- First tankōbon volume cover

VTuber草村しげみ～遠くに行ってしまった気がした推しが全然遠くに行ってくれない話～ (Buichūbā Kusamura Shigemi: Tōku ni Itte Shimatta Ki ga Shita Oshi ga Zenzen Tōku ni Itte Kurenai Hanashi)
- Genre: Romantic comedy
- Written by: Sakamegane
- Published by: Square Enix
- English publisher: NA: Square Enix;
- Imprint: Gangan Comics Pixiv
- Magazine: Gangan Pixiv; (April 5, 2025 – present);
- Original run: November 26, 2023 – present
- Volumes: 2

= VTuber Shigemi Kusamura: I'm My Oshi's Favorite =

Japanese manga series

VTuber Shigemi Kusamura: I'm My Oshi's Favorite (VTuber草村しげみ～遠くに行ってしまった気がした推しが全然遠くに行ってくれない話～, Buichūbā Kusamura Shigemi: Tōku ni Itte Shimatta Ki ga Shita Oshi ga Zenzen Tōku ni Itte Kurenai Hanashi) is a Japanese manga series written and illustrated by Sakamegane. It began serialization on the author's Twitter account in November 2023. It was later acquired by Square Enix who began serializing it on the Pixiv Comic website under their Gangan Pixiv brand in April 2025.

==Synopsis==
The series is centered around VTuber Shigemi Kusamura, and her first fan Nanashino. Shigemi Kusamura has a following of 1.3 million subscribers, and while Nanashino is proud of her reaching that milestone, he does feel that due to the growth of the channel he isn't worth Shigemi's time. However, Shigemi, who has strong romantic feelings for him, still holds Nanashino in high regard as she replies to all of his comments on her streams.

==Publication==
Written and illustrated by Sakamegane, VTuber Shigemi Kusamura: I'm My Oshi's Favorite began serialization on the author's Twitter account on November 26, 2023. It was later acquired by Square Enix who began serializing it on the Pixiv Comic website under their Gangan Pixiv brand on April 5, 2025. Its chapters have been compiled into two tankōbon volumes as of December 2025.
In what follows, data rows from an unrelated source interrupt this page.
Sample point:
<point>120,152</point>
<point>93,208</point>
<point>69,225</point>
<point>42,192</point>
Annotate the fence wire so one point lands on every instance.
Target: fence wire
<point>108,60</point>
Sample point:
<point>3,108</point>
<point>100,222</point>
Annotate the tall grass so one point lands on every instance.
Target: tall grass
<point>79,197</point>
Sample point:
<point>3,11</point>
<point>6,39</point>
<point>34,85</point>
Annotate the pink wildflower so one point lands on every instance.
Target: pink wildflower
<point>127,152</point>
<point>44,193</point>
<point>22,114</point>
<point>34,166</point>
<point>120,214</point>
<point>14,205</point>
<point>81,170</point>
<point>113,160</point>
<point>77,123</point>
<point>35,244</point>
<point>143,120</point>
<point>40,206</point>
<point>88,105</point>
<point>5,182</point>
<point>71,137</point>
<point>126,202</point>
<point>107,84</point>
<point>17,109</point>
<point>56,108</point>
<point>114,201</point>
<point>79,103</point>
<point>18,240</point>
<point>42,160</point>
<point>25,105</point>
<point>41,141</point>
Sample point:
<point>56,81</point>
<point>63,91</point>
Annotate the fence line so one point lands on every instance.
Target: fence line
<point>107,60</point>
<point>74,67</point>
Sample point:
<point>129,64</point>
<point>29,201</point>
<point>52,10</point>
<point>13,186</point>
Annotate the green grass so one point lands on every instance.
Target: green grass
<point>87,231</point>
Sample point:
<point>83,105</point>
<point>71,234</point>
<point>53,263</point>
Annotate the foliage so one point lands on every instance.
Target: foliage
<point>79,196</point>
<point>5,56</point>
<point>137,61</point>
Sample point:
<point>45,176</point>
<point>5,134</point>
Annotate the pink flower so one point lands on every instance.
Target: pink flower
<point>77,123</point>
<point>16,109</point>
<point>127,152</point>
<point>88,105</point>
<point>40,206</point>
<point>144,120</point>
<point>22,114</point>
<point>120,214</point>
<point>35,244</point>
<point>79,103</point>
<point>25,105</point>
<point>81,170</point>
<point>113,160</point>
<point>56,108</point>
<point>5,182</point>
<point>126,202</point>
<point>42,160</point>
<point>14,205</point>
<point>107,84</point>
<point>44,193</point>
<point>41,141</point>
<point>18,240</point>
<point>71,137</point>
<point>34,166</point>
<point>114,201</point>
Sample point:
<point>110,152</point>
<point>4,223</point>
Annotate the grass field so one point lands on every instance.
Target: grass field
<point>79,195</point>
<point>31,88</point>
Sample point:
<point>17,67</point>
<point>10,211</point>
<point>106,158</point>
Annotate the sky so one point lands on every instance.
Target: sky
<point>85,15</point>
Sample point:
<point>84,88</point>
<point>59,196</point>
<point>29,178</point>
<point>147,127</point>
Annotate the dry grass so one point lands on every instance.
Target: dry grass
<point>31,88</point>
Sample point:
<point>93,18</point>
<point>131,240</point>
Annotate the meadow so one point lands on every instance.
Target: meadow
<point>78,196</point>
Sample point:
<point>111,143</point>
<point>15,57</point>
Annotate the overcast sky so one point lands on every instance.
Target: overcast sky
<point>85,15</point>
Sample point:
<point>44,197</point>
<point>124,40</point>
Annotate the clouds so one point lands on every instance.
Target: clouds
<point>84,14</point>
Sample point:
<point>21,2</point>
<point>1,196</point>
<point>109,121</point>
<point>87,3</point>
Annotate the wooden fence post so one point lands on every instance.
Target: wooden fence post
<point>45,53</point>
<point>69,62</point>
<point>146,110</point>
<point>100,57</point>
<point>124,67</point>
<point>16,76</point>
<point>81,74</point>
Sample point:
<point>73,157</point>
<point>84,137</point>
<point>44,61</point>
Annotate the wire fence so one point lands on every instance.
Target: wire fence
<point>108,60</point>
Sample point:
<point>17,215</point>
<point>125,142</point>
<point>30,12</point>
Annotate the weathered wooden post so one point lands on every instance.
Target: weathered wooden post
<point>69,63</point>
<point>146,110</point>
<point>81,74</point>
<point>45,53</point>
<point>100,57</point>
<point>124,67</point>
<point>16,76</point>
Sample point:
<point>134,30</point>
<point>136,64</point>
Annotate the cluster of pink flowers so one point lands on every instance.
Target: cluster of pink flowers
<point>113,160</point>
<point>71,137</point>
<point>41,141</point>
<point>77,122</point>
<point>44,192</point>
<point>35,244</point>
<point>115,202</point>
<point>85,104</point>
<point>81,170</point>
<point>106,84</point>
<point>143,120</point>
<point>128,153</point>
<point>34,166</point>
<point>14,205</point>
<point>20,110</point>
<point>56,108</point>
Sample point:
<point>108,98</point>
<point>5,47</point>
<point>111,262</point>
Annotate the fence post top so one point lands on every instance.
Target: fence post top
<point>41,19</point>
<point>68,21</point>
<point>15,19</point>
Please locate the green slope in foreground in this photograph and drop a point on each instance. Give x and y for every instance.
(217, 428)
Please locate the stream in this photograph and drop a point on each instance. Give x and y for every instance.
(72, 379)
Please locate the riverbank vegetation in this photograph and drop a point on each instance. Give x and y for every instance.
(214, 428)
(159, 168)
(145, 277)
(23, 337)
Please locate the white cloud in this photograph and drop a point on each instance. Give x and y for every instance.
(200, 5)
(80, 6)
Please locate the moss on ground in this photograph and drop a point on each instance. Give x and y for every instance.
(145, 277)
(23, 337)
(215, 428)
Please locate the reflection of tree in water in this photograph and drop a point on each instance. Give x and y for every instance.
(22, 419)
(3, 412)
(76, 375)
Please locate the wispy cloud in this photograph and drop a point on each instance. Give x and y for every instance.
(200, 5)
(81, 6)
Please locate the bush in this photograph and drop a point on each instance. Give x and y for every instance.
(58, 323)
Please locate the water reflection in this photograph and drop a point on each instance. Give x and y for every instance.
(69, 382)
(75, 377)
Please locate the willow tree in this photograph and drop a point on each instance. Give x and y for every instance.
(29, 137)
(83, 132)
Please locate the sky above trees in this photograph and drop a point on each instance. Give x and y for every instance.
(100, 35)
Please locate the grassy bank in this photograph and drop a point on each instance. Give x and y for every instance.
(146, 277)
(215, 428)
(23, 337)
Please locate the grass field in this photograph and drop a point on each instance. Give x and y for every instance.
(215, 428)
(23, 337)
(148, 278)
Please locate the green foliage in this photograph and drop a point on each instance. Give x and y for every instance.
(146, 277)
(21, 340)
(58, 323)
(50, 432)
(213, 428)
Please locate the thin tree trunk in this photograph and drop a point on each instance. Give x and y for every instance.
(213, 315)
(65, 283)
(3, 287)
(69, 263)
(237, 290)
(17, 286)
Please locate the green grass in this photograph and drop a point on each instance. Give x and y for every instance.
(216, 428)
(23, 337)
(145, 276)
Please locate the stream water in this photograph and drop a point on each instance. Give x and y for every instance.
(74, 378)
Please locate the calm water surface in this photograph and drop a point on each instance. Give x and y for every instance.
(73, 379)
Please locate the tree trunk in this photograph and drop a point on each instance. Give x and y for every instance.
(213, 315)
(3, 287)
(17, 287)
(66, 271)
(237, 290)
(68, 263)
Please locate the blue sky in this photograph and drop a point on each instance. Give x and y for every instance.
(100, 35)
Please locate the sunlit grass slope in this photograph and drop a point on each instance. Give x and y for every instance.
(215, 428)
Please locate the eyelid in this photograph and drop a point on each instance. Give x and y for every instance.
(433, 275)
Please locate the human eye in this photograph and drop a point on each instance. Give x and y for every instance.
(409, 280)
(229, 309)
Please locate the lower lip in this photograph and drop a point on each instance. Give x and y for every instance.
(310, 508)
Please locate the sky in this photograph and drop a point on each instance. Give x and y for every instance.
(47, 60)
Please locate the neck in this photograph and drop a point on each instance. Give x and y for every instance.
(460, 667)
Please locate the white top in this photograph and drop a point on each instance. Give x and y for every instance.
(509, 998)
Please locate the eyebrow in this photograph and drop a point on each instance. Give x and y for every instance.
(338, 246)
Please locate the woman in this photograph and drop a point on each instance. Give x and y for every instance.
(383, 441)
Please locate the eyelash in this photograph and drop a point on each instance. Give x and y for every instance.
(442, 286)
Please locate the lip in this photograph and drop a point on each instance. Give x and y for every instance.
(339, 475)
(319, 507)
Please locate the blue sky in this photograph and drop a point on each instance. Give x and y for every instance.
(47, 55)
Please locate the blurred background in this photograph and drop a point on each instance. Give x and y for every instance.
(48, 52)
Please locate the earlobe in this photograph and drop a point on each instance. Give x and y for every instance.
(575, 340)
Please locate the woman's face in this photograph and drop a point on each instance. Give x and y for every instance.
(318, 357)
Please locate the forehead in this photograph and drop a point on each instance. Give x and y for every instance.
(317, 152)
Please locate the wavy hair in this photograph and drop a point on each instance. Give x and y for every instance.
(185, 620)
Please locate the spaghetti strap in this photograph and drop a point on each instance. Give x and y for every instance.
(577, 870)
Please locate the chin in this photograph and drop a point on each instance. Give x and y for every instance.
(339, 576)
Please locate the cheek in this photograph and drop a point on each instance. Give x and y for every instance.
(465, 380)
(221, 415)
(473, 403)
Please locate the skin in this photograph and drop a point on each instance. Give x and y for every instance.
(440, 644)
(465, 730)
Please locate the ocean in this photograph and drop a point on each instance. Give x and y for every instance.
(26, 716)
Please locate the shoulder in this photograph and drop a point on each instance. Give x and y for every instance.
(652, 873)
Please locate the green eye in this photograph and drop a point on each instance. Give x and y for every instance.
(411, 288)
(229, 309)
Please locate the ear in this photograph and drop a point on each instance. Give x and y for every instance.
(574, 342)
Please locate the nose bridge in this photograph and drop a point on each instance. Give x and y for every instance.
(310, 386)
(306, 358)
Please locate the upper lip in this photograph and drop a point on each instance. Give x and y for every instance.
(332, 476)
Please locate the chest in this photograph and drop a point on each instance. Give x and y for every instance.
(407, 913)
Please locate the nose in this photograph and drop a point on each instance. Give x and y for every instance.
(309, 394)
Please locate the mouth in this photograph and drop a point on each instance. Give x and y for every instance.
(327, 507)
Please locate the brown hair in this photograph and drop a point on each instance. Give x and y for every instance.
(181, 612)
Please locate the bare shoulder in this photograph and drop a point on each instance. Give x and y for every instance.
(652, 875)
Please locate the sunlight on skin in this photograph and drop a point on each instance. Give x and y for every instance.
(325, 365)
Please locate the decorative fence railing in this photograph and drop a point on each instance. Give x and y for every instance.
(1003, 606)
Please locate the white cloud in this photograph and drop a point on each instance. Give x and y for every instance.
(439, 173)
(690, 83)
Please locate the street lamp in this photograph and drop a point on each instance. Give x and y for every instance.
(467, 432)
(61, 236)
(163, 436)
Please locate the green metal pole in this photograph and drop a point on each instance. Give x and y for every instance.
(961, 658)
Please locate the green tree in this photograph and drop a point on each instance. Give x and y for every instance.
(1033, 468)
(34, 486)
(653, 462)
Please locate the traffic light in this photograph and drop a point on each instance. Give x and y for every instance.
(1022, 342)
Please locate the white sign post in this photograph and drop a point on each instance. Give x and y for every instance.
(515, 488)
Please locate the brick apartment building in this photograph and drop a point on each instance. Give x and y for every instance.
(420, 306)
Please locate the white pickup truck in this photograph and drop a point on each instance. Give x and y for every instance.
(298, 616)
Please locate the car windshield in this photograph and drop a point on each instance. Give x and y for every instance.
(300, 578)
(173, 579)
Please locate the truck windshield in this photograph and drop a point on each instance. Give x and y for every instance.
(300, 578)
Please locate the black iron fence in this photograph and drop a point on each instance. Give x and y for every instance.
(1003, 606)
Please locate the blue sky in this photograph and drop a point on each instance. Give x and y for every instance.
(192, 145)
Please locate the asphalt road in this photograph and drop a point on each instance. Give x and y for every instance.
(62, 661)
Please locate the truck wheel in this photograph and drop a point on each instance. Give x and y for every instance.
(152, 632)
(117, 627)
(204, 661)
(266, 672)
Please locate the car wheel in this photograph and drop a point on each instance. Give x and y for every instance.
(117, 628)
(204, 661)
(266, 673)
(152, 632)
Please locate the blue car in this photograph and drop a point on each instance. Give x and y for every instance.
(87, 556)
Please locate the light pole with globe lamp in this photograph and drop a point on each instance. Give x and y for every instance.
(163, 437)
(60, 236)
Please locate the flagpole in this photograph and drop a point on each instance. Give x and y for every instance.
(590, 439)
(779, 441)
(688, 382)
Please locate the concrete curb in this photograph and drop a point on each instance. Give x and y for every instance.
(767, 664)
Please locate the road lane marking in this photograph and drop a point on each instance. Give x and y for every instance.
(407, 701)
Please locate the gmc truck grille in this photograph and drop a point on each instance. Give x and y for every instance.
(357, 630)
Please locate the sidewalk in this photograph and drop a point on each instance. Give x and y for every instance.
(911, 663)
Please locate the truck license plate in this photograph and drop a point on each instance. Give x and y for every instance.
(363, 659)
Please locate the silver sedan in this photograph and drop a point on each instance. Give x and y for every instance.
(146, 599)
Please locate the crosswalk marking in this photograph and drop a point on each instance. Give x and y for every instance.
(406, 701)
The series' chapters are published in English on Square Enix's Manga Up! Global app.

| No. | Release date | ISBN |
|---|---|---|
| 1 | April 22, 2025 | 978-4-7575-9812-6 |
| 2 | December 22, 2025 | 978-4-301-00233-8 |

==Reception==
The series was nominated for the 10th Next Manga Awards in 2024 in the web category and was ranked third.